Angiodysplasia of the colon (AV malformations, vascular ectasia)

•   Clinical features: Tortuous dilated veins in the colon can rupture and cause a lower GI bleed. Classic association is Heyde’s syndrome (triad of aortic stenosis, acquired vWF deficiency due to shear stress from the aortic valve, and GI bleeding from angiodysplasia)

•   Diagnosis: Colonoscopy

•   Treatment: Bleeding is typically self-limited

Ischemic colitis

•   Definitions: Ischemia in the mesenteric distribution specifically affecting the large intestine

•   Pathophysiology: Colonic hypoperfusion in the setting of hypotension (e.g., MI, aortoiliac surgery)

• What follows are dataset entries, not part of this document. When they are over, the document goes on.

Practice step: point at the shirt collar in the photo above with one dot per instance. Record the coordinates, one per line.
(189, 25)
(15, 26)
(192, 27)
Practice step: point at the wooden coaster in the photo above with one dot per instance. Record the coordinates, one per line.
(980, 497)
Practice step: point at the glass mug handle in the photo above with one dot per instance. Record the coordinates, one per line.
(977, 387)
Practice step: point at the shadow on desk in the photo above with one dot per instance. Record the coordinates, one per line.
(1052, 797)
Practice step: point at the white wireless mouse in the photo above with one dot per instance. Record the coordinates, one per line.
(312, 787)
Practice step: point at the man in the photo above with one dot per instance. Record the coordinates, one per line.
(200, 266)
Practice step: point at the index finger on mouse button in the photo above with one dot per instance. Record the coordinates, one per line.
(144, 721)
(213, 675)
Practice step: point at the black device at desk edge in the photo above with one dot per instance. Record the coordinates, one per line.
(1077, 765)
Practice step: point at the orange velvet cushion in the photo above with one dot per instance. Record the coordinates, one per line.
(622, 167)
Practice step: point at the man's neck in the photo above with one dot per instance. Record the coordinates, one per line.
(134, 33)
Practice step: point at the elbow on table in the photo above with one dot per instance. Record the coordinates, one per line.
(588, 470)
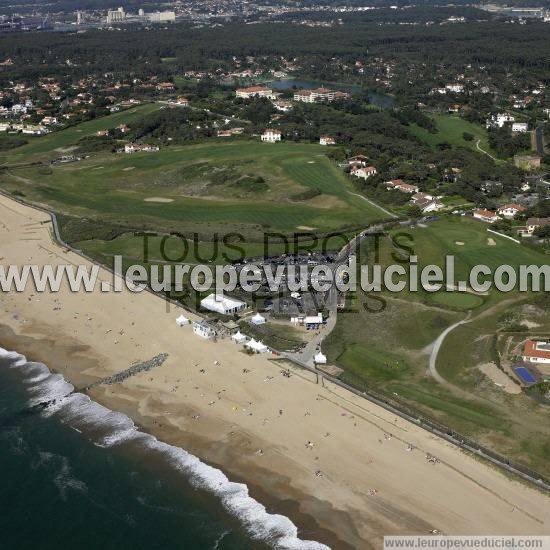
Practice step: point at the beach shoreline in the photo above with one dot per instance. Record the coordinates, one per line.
(310, 451)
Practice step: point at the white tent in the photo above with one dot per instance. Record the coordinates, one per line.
(222, 304)
(238, 337)
(258, 347)
(182, 320)
(258, 319)
(320, 359)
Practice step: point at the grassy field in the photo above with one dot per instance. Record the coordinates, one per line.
(451, 129)
(389, 350)
(178, 188)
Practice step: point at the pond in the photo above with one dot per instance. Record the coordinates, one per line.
(380, 100)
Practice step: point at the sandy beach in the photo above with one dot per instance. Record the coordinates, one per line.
(345, 471)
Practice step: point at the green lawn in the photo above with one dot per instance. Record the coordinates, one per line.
(389, 350)
(47, 147)
(450, 129)
(116, 187)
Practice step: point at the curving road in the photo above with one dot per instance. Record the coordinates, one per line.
(437, 346)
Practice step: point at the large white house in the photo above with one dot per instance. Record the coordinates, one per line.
(204, 330)
(510, 211)
(364, 172)
(327, 140)
(319, 94)
(499, 120)
(220, 303)
(271, 136)
(520, 127)
(255, 91)
(402, 186)
(485, 215)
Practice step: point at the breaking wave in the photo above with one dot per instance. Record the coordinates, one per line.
(109, 429)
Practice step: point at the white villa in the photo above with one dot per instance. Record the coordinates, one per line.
(485, 215)
(258, 319)
(255, 91)
(520, 127)
(320, 358)
(204, 330)
(499, 120)
(363, 172)
(271, 136)
(219, 303)
(510, 211)
(536, 352)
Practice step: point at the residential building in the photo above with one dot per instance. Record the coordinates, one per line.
(426, 202)
(534, 223)
(499, 120)
(138, 147)
(520, 127)
(255, 91)
(400, 185)
(204, 330)
(271, 136)
(510, 211)
(165, 87)
(282, 105)
(360, 160)
(363, 172)
(536, 351)
(327, 140)
(319, 94)
(485, 215)
(527, 162)
(220, 303)
(455, 88)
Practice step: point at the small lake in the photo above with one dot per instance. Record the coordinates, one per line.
(380, 100)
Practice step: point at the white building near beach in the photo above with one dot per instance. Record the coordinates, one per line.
(238, 337)
(204, 330)
(320, 358)
(258, 319)
(219, 303)
(256, 346)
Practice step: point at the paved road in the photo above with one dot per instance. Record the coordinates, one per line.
(539, 140)
(307, 354)
(437, 346)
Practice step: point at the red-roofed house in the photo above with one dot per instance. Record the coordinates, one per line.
(485, 215)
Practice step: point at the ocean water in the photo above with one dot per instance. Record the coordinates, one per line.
(74, 474)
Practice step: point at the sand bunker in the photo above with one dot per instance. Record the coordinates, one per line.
(158, 199)
(499, 378)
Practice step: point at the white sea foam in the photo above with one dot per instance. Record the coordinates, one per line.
(78, 410)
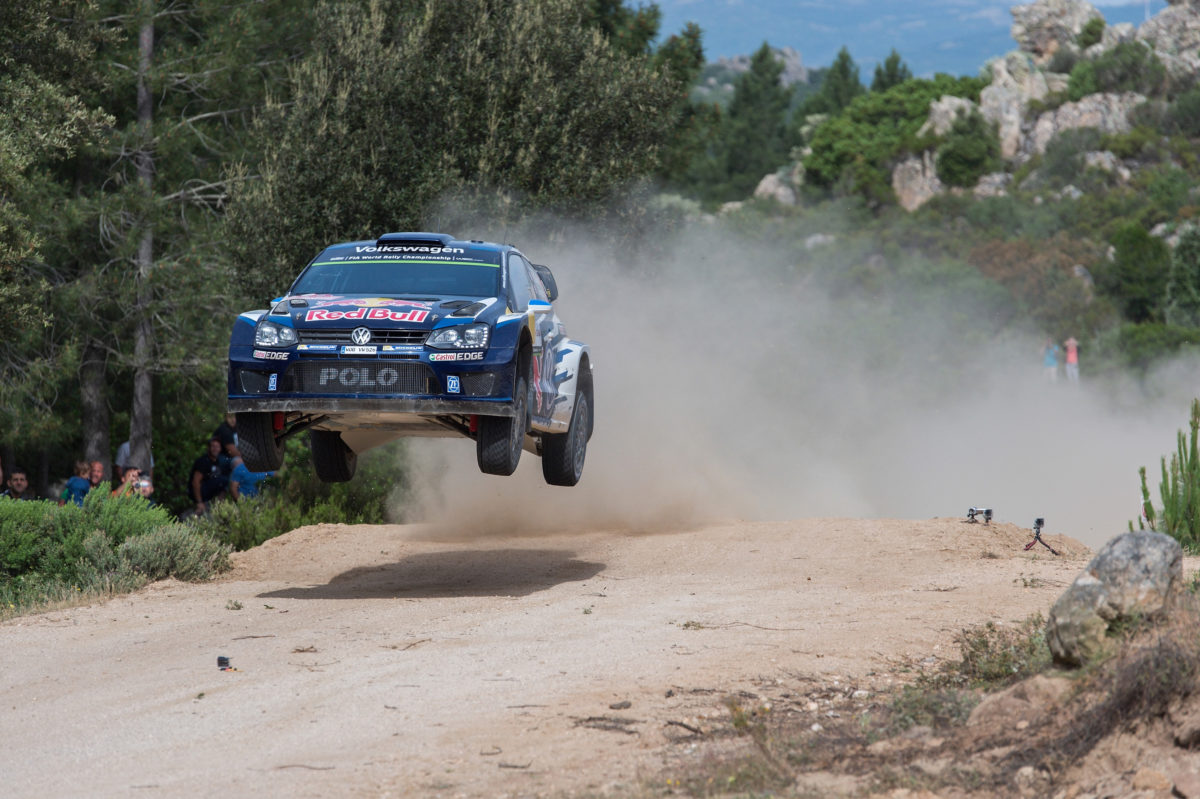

•   Clinical features: Sudden abdominal pain, diarrhea, hematochezia

•   Diagnosis: CT abd/pelvis with contrast. Early colonoscopy shows patchy segmental ulcerations

•   Treatment: Usually just supportive care; if severe and necrotic bowel, may need surgical resection

Colonic polyps

•   Adenoma: Premalignant. Three subtypes: 1) Tubular adenoma, 2) Tubulovillous adenoma, 3) Villous adenoma (most worrisome)

•   Serrated: 1) Hyperplastic polyp (benign), 2) Sessile serrated polyp (premalignant), 3) Traditional serrated adenoma (premalignant)

•   Other: 1) Hamartomatous polyp (variable potential for transformation); 2) Inflammatory polyp (benign).

-   After premalignant polyps are removed, typically recommend closer interval surveillance colonoscopy (interval depends on size and number).

Sigmoid volvulus

•   Pathophysiology: Occurs when a loop of the sigmoid bowel twists around its own mesentery, resulting in obstruction and underperfusion.

•   Clinical features: Insidious onset of abdominal pain, nausea, and distension, eventually with severe continuous abdominal pain and colicky episodes. More common age >70 yr, M>F, patients with comorbid neuropsychiatric diseases.

•   Diagnosis: CT abd/pelvis with “whirl pattern” (dilated sigmoid around mesocolon/vessels) and “bird-beak” appearance of adjacent colonic segments; if not present, absence of rectal gas, separation of sigmoid walls, and two transition points are suggestive.

•   Treatment: Emergent surgery if peritonitis/perforation. If stable, sigmoidoscopy to diagnose and detorse the twisted segment, followed by surgery.

Cecal volvulus

•   Pathophysiology: Occurs when a segment of the cecum rotates/torses, resulting in obstruction and underperfusion. More common in younger women.

•   Clinical features: Presentation varies widely from insidious abdominal pain/vomiting to abdominal catastrophe

•   Diagnosis: CT abd/pelvis with “whirl pattern,” as with sigmoid volvulus, but with the anatomic location at the cecum.

•   Treatment: Primarily surgical management

Radiation proctitis

•   Pathophysiology: Inflammation of the rectum as a result of damage due to pelvic radiation (e.g., for prostate cancer, cervical cancer)

•   Clinical features:

-   Acute: Diarrhea, mucus discharge, urgency, and tenesmus within 6 weeks of radiation

-   Chronic: Same symptoms >9 months after radiation exposure. Chronic radiation proctitis can cause bleeding. Treat with endoscopic argon plasma coagulation (APC).

•   Diagnosis: Diagnosis of exclusion. Endoscopic findings are nonspecific (pallor with friability, telangiectasia); biopsy demonstrates submucosal fibrosis.

•   Treatment: Supportive care, sucralfate enemas, hyperbaric oxygen

Hemorrhoids

•   Pathophysiology: Varicose veins of the anus/rectum. Risk factors include constipation, pregnancy, portal hypertension, and obesity.

•   Clinical features: Bright red blood on the toilet paper when wiping.

-   External: Dilated veins from inferior hemorrhoidal plexus distal to dentate line (sensate area) – painful!

-   Internal: Dilated submucosal veins of superior rectal plexus above dentate line (insensate area) – painless!

•   Treatment: Sitz bath, ice packs, stool softeners, topical steroids. If internal hemorrhoids are severe, can pursue rubber band ligation or surgery.